Seán Earley, (@seanearley) Digital Manager at Slattery Communications, advises brands to heed the following advice,
“Never delete or ignore unfavourable comments on your social media platforms. Social media is all about people expressing their opinions for good and bad and it is not about saying how awesome you are all day, every day. Work with your client to develop a response strategy and find a way to turn a negative situation into a positive outcome within a reasonable time (24hrs max). On the flip side, be careful not to feed the trolls, the real trick in this game is figuring out the difference between the two.”
Gavin Coffey (@GavinCoffey) is the Social Media Manager in Pembroke Communications working across all consumer and corporate based clients. His advice is simple and succinct.
“Every fan is entitled to voice an opinion. Only censor where 100% necessary (abuse/language). Answer all complaints directly and quickly.”

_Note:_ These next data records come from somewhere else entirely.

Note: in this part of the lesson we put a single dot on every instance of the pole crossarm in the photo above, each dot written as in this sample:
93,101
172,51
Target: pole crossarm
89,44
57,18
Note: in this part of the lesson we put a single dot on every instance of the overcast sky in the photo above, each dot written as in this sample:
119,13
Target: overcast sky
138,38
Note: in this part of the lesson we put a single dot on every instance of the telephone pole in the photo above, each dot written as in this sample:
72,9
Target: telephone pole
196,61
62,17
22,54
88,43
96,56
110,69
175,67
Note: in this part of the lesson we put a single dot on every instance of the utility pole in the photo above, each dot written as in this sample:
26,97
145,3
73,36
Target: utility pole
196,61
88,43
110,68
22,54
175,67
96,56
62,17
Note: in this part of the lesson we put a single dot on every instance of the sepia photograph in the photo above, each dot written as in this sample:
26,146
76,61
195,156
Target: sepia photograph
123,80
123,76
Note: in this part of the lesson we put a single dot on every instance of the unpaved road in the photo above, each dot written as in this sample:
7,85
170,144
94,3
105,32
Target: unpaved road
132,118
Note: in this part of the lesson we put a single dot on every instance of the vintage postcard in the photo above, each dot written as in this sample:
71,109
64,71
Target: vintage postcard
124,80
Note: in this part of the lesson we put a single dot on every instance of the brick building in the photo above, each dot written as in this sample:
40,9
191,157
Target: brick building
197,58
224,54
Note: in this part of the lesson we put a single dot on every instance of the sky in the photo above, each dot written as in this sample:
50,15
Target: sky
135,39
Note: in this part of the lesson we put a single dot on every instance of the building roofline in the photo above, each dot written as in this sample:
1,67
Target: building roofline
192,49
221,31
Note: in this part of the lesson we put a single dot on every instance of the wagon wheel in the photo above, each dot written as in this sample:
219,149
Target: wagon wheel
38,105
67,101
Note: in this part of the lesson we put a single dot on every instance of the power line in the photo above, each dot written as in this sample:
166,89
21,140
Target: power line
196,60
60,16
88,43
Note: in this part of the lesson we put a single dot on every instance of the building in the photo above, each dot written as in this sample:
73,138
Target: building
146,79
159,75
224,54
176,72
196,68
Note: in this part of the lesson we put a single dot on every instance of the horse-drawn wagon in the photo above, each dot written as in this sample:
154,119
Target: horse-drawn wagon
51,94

Donna Spellacy (@DonnaAtDoneDeal) is Community Manager for Ireland’s leading classifieds website DoneDeal and she has managed social media for the company since it was launched. The page now has over 12,000 Twitter followers and almost 100,000 fans on Facebook. Donna’s advice is,
“Be honest and learn from it. If you cock up and your costumers let you know, own it and learn from your mistakes. If you’re listening to your costumers, working close to them, you won’t go far wrong.”
Well known community manager Darragh Doyle (@DarraghDoyle) outlines the following steps:
- Respond to acknowledge their complaint.

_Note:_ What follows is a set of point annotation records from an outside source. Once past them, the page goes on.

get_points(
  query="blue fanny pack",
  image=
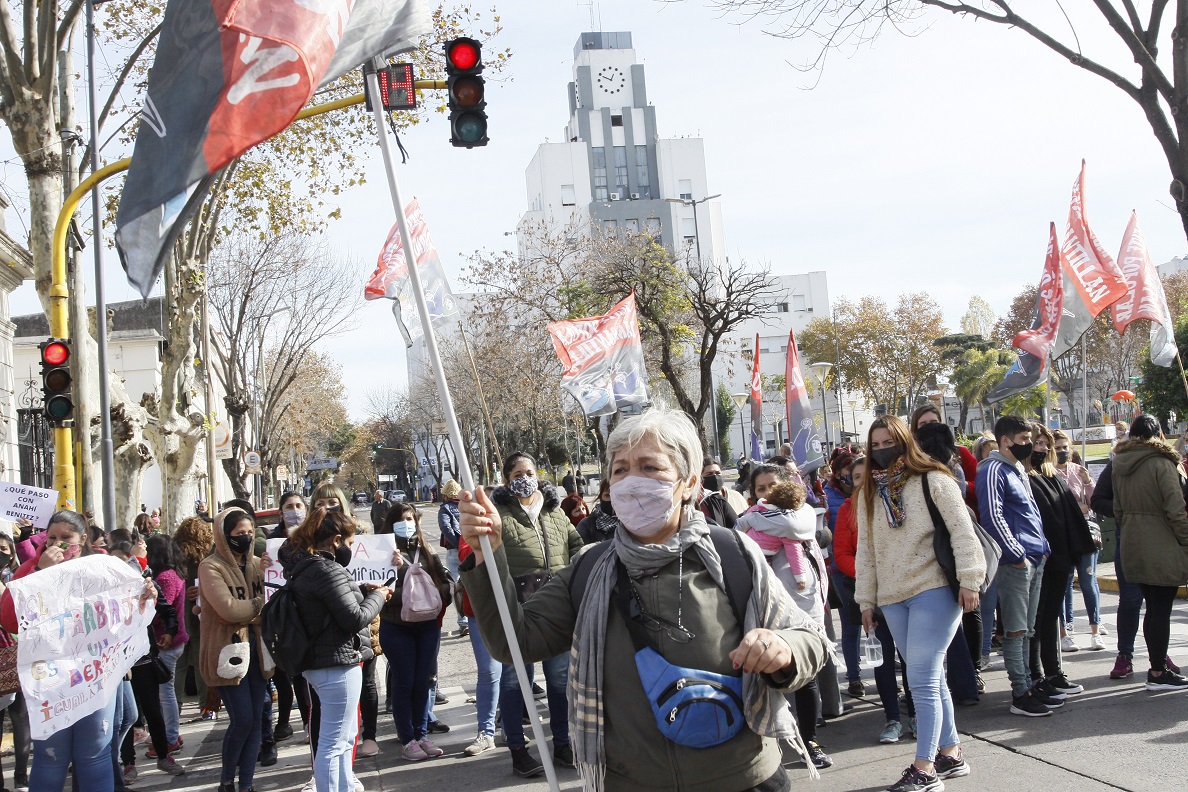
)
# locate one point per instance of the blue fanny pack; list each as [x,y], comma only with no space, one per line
[693,708]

- Is there actually an issue? Resolve it. Apologise.
- Can’t be resolved? Explain why.
- Let them know when to expect a solution.
- Thank them for letting you know.
In his experience, people want the following:
- To know they’re being listened to
- To find out what’s wrong
- To have it explained or resolved
- To be thanked for their time.
“Ultimately, in most situations, you, as Community Manager for whatever company, benefit more from them letting you know there’s a problem (if there is one) than they do. Remember, they didn’t have to tell you. Final piece of advice? Kill them with kindness.”